As discussed in a previous project log update, a way to solve the oxygen inhibition problem (other than just curing for longer times) is to remove oxygen from the surface of the part. An easy way of doing it is to submerge the part to be glued in a flask of water, if the bond and glue allow it. 

A further reduction of the curing time can be achieved if the water is heated (with an inexpensive mains water heater for example) to accelerate the curing reaction.

Some small tidying up of the project details. Added captions to the figures and now they open in a new tab.

Oxygen inhibition is a constant problem with UV glues and resins. When the glue or resin is exposed to oxygen, it can diffuse in the superficial layer of the glue or resin and inhibit the polymerization reaction. This results in a tacky surface layer, even after curing for the specified time. 

In my case, given that I originally developed this chamber to cure resin 3D prints, this surface tackiness was absolutely inadmissible. The "brute" solution to this problem is to cure harder and longer, that is, to use more UV light power and/or cure for longer times.

Of course, this is an inefficient approach. A more efficient way of preventing oxygen inhibition is to... well... exclude oxygen from the surface. With resin 3D prints, what I did is to submerge the part in a big transparent flask (without the lid) full of water. It is important that the flask has a big opening, since glass can absorb a substantial amount of UV light. 
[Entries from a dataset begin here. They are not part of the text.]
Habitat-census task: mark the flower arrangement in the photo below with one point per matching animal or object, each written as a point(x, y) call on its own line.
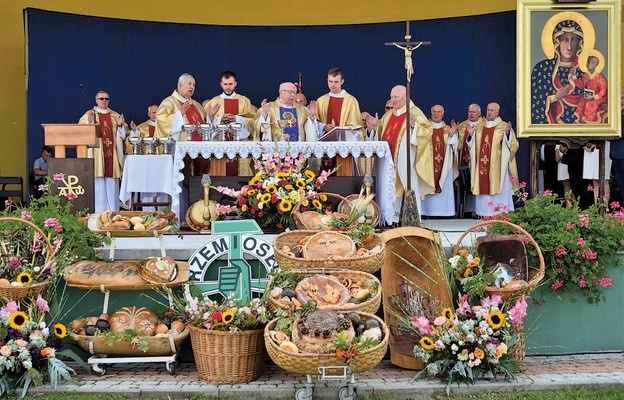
point(279, 184)
point(578, 244)
point(470, 342)
point(30, 343)
point(25, 258)
point(229, 315)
Additionally, the water in the flask can be heated to further accelerate the polymerization reaction. A good temperature for curing is 65ºC, as can be seen in the following figures, that were taken from Kardar et.al.:

Of course, the highter the temperature, the better, but in the case of standard UV resin, temperatures higher than 70ºC can have adverse effects on the material. 

The wavelength selected for the LEDs of the chamber is 405 nm, because that is the wavelength required to cure most 3D printing UV resins, which in turn is the same as that of most UV curing adhesives. These wavelengths correspond to the UVA range, which represents the most "benign" range for human health.

 If a different wavelength is required, it is enough to replace the LED's with a set of the correct wavelength, making this project very versatile. A correct matching of the required wavelength of the glue or resin will improve cure times dramatically.

If available, using shorter wavelengths (in the UVC domain) can provide an additional use of the chamber as a sterilization chamber. 

Heat sinking on CoB LEDs is critical, because the dissipated heat is substantial and the junction voltage of these LEDs drifts depending on temperature. In this case I used three heat sinks that were salvaged from the same devices extracted from the rack, and they have proven insufficient, because the temperature rise after 3 minutes of continuous operation is unacceptable. Fans will be added to improve heat dissipation

The Arduino sketch was uploaded to the project page! As mentioned in the project's details, it is heavily based on the Arduino Kitchen Timer project (linked in this project's details) and in the code. The modifications were made to actuate the relay when the timer is started, and turn it off when time runs out (or the timer is manually stopped).

The files to 3D print the case were uploaded to the project page! The 16x2 LCD and the relay board should fit right away. Note there is a square perimeter: the (disassembled) wall wart transformer + the rectifier are fitted there to provide isolation.

The three 55.6W drivers were installed. They connect to the mains through the relay, so that the LEDs are turned on or off by connecting the drivers to the mains.